Amis biologistes (même vous dont le labo est accrédité et qui nous regardez avec un oeil amusé...si, si !) participez au débat.
GdM

mercredi 4 novembre 2009

Au sujet de l'accréditation, M. Ballereau déclare : " Attention, le temps passe vite".

Cet après-midi, au JIB 2009, il y a eu une session très studieuse sur l'accréditation. Organisée par la SFBC, elle a vu défiler au pupitre plusieurs orateurs qui ont synthétisé les avancées des groupes de travail dédiés à l'application de la norme 15189. Les nombreux biologistes présents ont ainsi appris que la SFBC préparait une grande série de documents (99 pour être précis) qui devraient être utiles pour structurer le manuel qualité version 15189. Ces documents devraient être accessibles aux adhérents de la Société.

Il y a eu ensuite une longue séance de questions-réponses à laquelle, surprise, M. Ballereau a participé, il l'a même conclue en évoquant les points suivants :

1- Les hôpitaux publics en général, et les CHU en particulier, ne seront pas crédibles s'ils ne sont pas accrédités.

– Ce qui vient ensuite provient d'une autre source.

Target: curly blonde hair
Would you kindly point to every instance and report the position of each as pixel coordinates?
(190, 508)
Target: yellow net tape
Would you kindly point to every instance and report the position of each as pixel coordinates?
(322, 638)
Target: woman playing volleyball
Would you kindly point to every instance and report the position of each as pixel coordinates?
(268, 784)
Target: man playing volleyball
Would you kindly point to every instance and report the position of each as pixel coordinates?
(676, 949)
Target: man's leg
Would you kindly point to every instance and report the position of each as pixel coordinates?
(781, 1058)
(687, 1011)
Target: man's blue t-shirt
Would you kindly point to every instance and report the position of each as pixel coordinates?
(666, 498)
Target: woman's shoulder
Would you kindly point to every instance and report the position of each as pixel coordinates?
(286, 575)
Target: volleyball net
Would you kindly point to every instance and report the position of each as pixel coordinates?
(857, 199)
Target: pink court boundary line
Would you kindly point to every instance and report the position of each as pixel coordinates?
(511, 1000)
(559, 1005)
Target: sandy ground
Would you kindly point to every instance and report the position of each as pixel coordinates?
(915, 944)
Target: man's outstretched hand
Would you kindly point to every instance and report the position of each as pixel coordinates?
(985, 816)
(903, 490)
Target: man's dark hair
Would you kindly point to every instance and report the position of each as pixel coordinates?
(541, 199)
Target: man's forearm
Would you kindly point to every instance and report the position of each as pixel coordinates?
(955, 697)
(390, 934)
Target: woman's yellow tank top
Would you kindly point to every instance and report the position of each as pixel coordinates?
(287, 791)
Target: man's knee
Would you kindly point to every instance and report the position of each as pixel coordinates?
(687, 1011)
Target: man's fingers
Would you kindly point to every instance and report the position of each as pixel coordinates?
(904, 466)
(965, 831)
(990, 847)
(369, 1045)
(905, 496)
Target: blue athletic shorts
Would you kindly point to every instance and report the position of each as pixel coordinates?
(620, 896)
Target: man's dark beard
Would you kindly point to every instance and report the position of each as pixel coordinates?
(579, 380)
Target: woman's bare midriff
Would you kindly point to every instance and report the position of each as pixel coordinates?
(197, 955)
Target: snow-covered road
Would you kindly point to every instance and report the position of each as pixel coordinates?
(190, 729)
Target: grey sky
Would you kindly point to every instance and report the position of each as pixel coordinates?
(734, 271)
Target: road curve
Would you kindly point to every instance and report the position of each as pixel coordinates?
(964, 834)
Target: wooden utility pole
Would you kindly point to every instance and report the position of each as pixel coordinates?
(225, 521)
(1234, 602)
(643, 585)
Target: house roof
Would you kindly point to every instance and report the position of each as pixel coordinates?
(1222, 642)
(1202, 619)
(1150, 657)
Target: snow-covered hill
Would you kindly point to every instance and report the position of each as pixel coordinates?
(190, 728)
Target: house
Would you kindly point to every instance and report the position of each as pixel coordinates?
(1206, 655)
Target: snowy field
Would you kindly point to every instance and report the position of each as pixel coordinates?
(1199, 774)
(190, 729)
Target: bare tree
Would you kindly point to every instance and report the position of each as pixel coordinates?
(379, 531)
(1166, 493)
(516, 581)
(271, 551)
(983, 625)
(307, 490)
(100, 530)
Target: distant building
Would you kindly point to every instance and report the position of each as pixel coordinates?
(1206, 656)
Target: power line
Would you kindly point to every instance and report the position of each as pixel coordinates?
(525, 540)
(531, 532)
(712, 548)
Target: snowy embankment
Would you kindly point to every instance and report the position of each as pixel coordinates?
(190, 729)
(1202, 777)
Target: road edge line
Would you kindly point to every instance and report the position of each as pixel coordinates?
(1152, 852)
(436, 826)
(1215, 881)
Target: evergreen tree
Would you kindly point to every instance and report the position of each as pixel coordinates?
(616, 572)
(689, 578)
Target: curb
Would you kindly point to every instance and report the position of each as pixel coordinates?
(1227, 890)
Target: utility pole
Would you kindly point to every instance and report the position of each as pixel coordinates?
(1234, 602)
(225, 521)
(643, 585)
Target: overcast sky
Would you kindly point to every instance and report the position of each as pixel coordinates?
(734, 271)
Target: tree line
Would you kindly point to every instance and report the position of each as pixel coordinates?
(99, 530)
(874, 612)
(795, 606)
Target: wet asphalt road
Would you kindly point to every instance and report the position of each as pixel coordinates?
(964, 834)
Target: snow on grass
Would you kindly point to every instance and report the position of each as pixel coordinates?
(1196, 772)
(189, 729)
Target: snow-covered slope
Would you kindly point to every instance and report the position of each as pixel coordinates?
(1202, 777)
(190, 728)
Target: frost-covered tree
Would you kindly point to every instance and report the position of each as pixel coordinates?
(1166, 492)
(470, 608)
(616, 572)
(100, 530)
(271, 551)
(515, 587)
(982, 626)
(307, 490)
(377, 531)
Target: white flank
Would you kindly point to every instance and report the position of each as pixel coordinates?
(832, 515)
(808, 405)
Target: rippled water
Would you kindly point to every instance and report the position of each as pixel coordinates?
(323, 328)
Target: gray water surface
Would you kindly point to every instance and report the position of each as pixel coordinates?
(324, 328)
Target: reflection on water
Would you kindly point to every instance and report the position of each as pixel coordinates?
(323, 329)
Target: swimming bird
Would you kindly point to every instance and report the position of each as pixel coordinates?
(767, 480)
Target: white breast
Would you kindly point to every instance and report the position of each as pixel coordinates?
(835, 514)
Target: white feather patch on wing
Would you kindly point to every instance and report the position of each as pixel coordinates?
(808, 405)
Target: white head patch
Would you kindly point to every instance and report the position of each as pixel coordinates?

Les directeurs de ces établissements seraient, selon ses dires, particulièrement sensibilisés à cette obligation légale et devraient dégager les moyens, surtout humains, pour la mettre en œuvre (les biologistes hospitaliers présents ont émis quelques doutes à ce sujet),
2- Il a salué le travail d'explication et d'interprétation de la portée de la norme par la SFBC. Selon lui, la norme doit être appliquée avec pragmatisme mais sans "descendre le niveau". Il s'agit d'appliquer la norme, toute la norme et rien que la norme.
3- Le temps passe vite et il est urgent que les biologistes appréhende rapidement la portée de cette norme pour passer aux actes.
4- L'effort fourni par les biologistes français ne sera pas vain puisqu'il permettra en retour d'améliorer la norme, de la mettre en adéquation avec les réalités du terrain et de diffuser en Europe le processus de médicalisation de la biologie qui au cœur de la réforme française.

Applaudissements polis de la salle.

En clair, Amis Biologistes, vous êtes des pionniers, le chemin sera long, parsemé de sang et de larmes mais le jeu en vaut la chandelle car vous inaugurerez au yeux de l'Europe émerveillée une nouvelle ére pour la biologie médicale.
Présenté ainsi, le tableau est charmant, presque émouvant, mais la réalité du terrain est bien plus complexe pour au moins deux populations de biologistes : les "petits labos" libéraux et les labos hospitaliers. Pas sûr qu'ils aient les moyens d'enfiler ce costume de pionnier.